Lakshmi Kumaran & Sridharan AttorneysAn ISO 9001 / 27001 certified law firm

Method claims - SC rules on inducement & infringement

11 June, 2014

The US Supreme Court, on 2-6-2014, held that the petitioner was not liable for inducing patent infringement when it required third parties (customer) to carry out certain steps of the process covered by the method patent of the respondent [Limelight Networks Inc v. Akamai Technologies, No. 12–786].

Both parties were involved in delivering electronic data through Content Delivery Network (CDN). Several steps in the process were common to the process used by them though the petitioner performed some of the steps and, certain other steps called ‘tagging’ – storing of certain content on the service provider’s server – was done by the customer who used its services. The Federal Circuit held that even if steps were not attributable to a single party (the petitioner) making it liable for direct infringement, it had encouraged its customer to perform the other steps and was liable for inducing infringement.
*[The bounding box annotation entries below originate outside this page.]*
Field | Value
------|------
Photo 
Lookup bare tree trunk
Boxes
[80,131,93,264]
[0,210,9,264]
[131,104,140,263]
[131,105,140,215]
Inducement without direct infringement

The Supreme Court categorically held that when there is no direct infringement, a person cannot be liable for inducing infringement. It examined the relevant §271(b), §271(a) of the Code. Section 271 (a) talks of infringement when a person ‘makes, uses, offers to sell, or sells any patented invention’ without authority. 271 (b) relates to ‘actively inducing’ infringement.  The respondent drew an analogy that distributing the steps of the process – being performed by different persons – was like dividing the elements of a crime and each actor was liable as aiding and abetting a crime. The Supreme Court differed and opined that such a view was inconsistent with the principles of patent law. The protection under patent laws is for a set of claimed elements.

An infringer may evade liability by dividing the steps

In another decision by the Federal Circuit [(Muniauction, Inc. v. Thomson Corp., 532 F. 3d 1318 (2008)], it had opined that if a single person exercised ‘direction and control’ over the entire process, all actions were attributable to that single party. At first instance, going by this test it was held that there was no infringement by the petitioner, but in the subsequent en banc review the Federal Circuit rested on theory of inducement.

It was urged by the respondent and also appeared to be the view of the Federal Circuit that if such an interpretation were to be given to ‘inducing’ , it would be easy for an infringer to avoid liability by merely introducing other actors in the process. However, the Supreme Court was not persuaded by this argument. It observed that though the concern was a genuine one, the text of the statute as laid down does not support the reading of inducement when there is no infringement.

The Supreme Court was of the view that a method patent is not infringed unless all the steps are carried out and patentee’s rights extend to a claimed combination of events. It observed if infringement was considered in part, a person who makes another perform one of more and not the entire process would still be liable as an inducer though there was no direct infringement.

Tort law and infringement

An interesting argument raised by the respondent though there were no supporting case laws was that tort law imposes liability on a deĀ­fendant who harms another through a third party, even if that third party would not himself be liable. The Supreme Court made an important distinction that in the present case, the question was not if a third party was liable but whether infringement had been committed. There was no dispute that direct infringement had not been committed and this argument did not help the respondents.